Good news for consumers victimized by identity theft: Uncle Sam is expanding a program designed to help law enforcement officers catch criminals who steal tax data nationwide to all 50 states.
The Internal Revenue Service last week announced the program, which aims to make it easier for law enforcement to investigate and prosecute cases of identity theft, a crime the agency says rises during the annual tax season.
The IRS says it has received more than 1,560 waiver requests since the Law Enforcement Assistance Program began last year from more than 100 state and local law enforcement agencies in the nine states participating in the pilot. The expansion covers all 50 states as well as the District of Columbia and became effective last Friday, March 29.
“The results of the pilot illustrate that this works as an innovative tool for law enforcement to help pursue tough identity theft situations,” said IRS Acting Commissioner Steven T. Miller in a statement. “This program is an effective way for law enforcement to work with the IRS to pursue identity thieves and protect taxpayers. Expanding the program and making it permanent on a nationwide basis makes sense for victims as well as law enforcement and tax administration.”
Since the start of 2013, the IRS has worked with victims to resolve and close more than 200,000 cases. That is in addition to the expanded Identity Protection PIN (IP PIN) pilot, an initiative to protect victims with previously confirmed cases of identity theft by creating an additional layer of security on these accounts.
The IRS has issued more than 770,000 IP PINs to identity theft victims since the start of this tax filing season.

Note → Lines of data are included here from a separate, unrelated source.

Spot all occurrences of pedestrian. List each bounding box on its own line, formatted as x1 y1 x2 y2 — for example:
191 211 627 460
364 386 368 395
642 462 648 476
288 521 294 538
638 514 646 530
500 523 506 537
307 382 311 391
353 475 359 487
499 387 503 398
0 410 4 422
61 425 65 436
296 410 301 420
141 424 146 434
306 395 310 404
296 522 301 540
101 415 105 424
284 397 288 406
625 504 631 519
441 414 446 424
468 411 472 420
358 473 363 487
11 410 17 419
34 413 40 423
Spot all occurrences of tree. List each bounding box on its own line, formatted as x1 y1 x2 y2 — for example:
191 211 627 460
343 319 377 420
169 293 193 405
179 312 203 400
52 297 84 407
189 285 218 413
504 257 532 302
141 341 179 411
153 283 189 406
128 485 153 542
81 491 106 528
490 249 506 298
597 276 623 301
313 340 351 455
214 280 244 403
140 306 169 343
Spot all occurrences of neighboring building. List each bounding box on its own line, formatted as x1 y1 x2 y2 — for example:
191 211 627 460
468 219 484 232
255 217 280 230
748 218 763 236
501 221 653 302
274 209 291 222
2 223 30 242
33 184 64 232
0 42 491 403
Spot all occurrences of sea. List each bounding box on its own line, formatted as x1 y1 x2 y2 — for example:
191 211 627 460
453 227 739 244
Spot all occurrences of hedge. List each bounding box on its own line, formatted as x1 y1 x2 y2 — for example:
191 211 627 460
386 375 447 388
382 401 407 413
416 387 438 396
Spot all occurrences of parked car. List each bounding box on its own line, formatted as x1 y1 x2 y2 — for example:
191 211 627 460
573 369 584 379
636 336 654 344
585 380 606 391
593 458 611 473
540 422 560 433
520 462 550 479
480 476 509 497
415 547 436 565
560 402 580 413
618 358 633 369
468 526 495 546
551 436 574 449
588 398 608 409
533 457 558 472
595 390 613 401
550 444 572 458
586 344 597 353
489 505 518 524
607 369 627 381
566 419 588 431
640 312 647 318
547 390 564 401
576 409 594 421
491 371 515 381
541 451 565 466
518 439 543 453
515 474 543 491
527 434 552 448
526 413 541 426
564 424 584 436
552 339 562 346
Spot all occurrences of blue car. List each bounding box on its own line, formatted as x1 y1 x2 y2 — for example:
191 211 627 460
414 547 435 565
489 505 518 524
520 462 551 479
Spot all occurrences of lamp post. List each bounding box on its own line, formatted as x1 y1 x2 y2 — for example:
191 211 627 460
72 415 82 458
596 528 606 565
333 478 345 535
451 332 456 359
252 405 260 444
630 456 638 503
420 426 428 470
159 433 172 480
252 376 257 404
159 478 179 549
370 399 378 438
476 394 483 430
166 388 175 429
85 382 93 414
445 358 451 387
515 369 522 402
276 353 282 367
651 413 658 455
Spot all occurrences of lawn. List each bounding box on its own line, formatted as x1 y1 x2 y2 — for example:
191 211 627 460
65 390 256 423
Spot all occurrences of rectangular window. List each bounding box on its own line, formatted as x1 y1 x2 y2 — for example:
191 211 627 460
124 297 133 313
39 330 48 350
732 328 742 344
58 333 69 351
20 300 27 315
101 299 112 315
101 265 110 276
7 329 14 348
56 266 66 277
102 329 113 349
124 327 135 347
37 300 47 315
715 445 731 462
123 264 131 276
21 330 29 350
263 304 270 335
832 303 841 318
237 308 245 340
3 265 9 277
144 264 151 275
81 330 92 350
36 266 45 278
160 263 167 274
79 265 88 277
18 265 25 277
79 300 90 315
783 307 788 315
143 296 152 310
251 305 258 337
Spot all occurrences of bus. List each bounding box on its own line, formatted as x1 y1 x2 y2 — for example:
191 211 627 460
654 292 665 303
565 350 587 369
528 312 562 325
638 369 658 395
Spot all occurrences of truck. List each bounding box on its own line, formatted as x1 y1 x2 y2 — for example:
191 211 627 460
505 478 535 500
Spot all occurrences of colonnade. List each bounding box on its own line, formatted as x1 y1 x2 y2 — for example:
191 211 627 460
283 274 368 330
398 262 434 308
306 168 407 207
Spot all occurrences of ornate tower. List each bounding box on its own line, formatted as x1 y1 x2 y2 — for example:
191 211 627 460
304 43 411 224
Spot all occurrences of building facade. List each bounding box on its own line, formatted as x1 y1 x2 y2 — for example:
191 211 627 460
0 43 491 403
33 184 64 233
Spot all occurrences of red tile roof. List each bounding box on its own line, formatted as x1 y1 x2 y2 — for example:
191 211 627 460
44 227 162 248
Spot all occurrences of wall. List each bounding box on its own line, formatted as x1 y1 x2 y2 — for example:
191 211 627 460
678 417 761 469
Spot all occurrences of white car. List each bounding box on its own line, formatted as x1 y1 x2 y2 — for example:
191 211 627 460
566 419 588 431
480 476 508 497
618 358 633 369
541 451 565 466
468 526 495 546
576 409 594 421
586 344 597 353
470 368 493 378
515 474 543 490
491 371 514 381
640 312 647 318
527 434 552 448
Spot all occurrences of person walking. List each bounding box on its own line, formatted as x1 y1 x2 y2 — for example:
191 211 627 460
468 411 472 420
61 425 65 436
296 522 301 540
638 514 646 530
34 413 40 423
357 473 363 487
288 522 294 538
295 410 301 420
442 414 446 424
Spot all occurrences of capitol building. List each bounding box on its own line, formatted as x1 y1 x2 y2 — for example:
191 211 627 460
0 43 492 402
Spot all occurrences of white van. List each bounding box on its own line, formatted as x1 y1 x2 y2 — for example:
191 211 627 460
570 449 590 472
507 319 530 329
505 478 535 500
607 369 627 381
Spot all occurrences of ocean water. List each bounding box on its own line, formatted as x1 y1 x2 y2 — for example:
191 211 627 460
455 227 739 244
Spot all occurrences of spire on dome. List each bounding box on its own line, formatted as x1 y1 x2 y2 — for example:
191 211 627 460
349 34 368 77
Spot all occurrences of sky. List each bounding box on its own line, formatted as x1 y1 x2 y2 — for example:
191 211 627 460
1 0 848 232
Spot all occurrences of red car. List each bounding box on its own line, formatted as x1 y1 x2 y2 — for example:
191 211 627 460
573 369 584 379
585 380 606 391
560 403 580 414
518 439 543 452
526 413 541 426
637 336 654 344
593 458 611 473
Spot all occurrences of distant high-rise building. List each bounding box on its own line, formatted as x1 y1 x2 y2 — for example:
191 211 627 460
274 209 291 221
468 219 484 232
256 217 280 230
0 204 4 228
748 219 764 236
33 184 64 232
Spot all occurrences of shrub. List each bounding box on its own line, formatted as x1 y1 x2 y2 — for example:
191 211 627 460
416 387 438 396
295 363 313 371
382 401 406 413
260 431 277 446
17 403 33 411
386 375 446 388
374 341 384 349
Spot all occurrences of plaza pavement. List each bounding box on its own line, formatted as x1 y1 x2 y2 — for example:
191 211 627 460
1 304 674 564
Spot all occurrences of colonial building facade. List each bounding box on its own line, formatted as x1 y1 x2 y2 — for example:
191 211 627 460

Since October, there have been more than 670 criminal identity theft investigations opened. The criminals being sentenced are spending an average of four years in custody with sentences as long as 20 years.
“The IRS continues to aggressively work identity theft issues on multiple fronts, focusing on helping victims of this terrible crime and pursuing the perpetrators across the nation,” Miller said. “The pilot expansion will help these efforts.”
After a successful pilot that started in Florida last April, the IRS expanded the program to eight additional states in October 2012: Alabama, California, Georgia, New Jersey, New York, Oklahoma, Pennsylvania and Texas. These nine states represent a large percentage of the overall identity theft refund fraud seen by the IRS.
Like the pilot program, state and local law enforcement officials with evidence of identity theft involving fraudulently filed federal tax returns will receive permission from the identity theft victim by having them complete a special IRS disclosure form so the IRS can provide law enforcement with the fraudulently filed tax return. The IRS will assist law enforcement in locating taxpayers and soliciting their consent.
Federal law imposes restrictions on sharing of taxpayer information, including information that can be shared with state and local law enforcement. The new IRS program allows taxpayers the option to permit information to be shared with state and local law enforcement specifically to assist law enforcement officials with their efforts in pursuing identity thieves.
Law enforcement interested in working with the IRS should contact their local IRS Criminal Investigation field office.
This January, the IRS also conducted a coordinated and highly successful identity theft enforcement sweep. The coast-to-coast effort against identity theft suspects led to 734 enforcement actions in January, including 298 indictments, complaints and arrests. The effort comes on top of a growing identity theft effort that led to 2,400 other enforcement actions against identity thieves during fiscal year 2012.
“The IRS and its law enforcement partners at the federal, state and local level are going after the perpetrators of these crimes, and people are going to jail for a long time as a result,” Miller said.
The IRS has a comprehensive and aggressive identity theft strategy employing a three-pronged effort focusing on fraud prevention, early detection and victim assistance. Last year, the IRS prevented the issuance of more than $20 billion in fraudulent refunds compared to $14 billion the year before. IRS efforts stopped 5 million suspicious returns in 2012 up, from 3 million suspicious returns stopped in 2011.